Information content of interactions. (a) Reactions of immobile non-recruiter ants to interactions with another non-recruiter (blue circles) or recruiter (green circles) ant moving at a given speed. (i) Fraction of immobile ants that start moving after the interaction. (ii) The speed of the immobile ants that became mobile after the interaction. The speed change depends on the speed of the ant contacted but not on whether this ant is a recruiter or not (n = 636 interactions). (b) Smoothed histograms of speed responses of immobile ants to an interaction with either a fast (more than 8 cm s−1; blue) or slow (less than 1 cm s−1; cyan) moving ant. Distribution means are specified by vertical lines and correspond to the data given in (ii) of (a). The two distributions are statistically different (Kolmogorov–Smirnov test, p < 0.05). However, the large overlap makes the attribution of a single sample to one histogram or the other ambiguous.
Figure 4.
Figure 4.
Differentiating recruitment from random nest activity. (a) Speed distributions of recruiters (green) and non-recruiters (blue) as they approach an interaction within the nest. Recruiters tend to be faster than non-recruiters (n = 2693 interactions). (b) The mean linear speed shift owing to interaction (speed after interaction minus the speed before interaction), as a function of the speed before the interaction.

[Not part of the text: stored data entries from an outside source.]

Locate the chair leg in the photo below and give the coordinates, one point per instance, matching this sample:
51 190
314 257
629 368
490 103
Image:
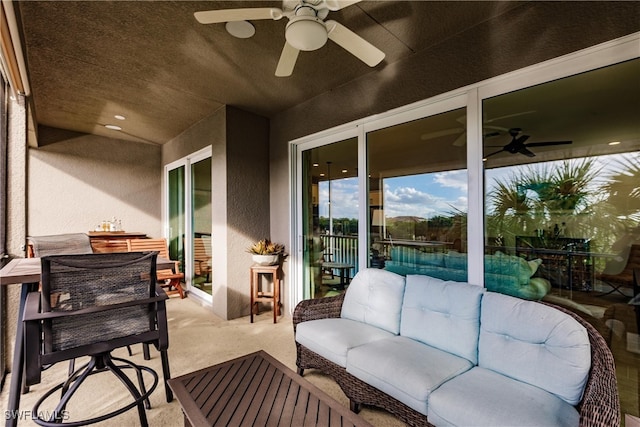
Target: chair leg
140 398
98 364
145 351
166 374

While recruiter (green) speed changes only marginally following an interaction, the speed of a non-recruiter (blue) typically decreases (n = 4912 interactions). (c) The mean linear speed shift of ants within the nest following an interaction (blue), an interaction with a relatively fast ant (cyan) (speeds over 11 cm s−1, typical of a fast recruiter), and no interaction at all (red), i.e. spontaneous shift (n = 59 940 events).
Figure 5.
Figure 5.
Group-level phenomena. (a) The fraction of interactions that a moving ant has with immobile ants increases with the number of ants in the nest (blue symbols, n = 2497 interactions). Although the total number of interactions a recruiter has within the nest in a single bout slightly increases with group size, this effect is marginal. In fact, the number of interactions between the recruiter and a given ant decreases as group size increases (red symbols, n = 108 recruiting bouts). (b) The number of different ants that have been outside the nest during the 10 min after the return of the first recruiter given as a function of the total number of ants in the experiment (n = 34 experiments). The three points with 0 s.e.m. signify single measurements. (c) The probability that the first ant's exit from the nest had already occurred as a function of the time from the beginning of the experiment (n = 96 experiments). Each trace signifies a different number of ants in the nest as specified in the legend. (d) A schematic summarizing the feedback loops that regulate collective behaviour and suppress noise as suggested by our model. The diagram reduces the ants’ state from continuous values of speed into three discrete states: ‘slow’, ‘fast’, and ‘recruiter’. A fourth, ‘forager’, state relating to ants that have left the nest but did not yet find the food is ignored for simplicity. Non-filled arrows depict the possible transitions between states, and thin arrows signify how interactions between ants change the rate at which ants transition between these states. For example, a larger number of ants in the slow state induce an increased suppression of the rate at which slow ants transition to the fast state. The feedback loops between the slow and fast states constitute a bistable switch that is initially skewed towards the slow state. It is this dissipation that prevents fast movers from retaining their speed and protects the switch from erroneous activation. The appearance of ‘recruiter’ ants in the system reduces the dissipative skew of the bistable switch and allows for a recruitment process. Finally, recruited ants become recruiters and allow for a positive feedback loop as long as the food item is present.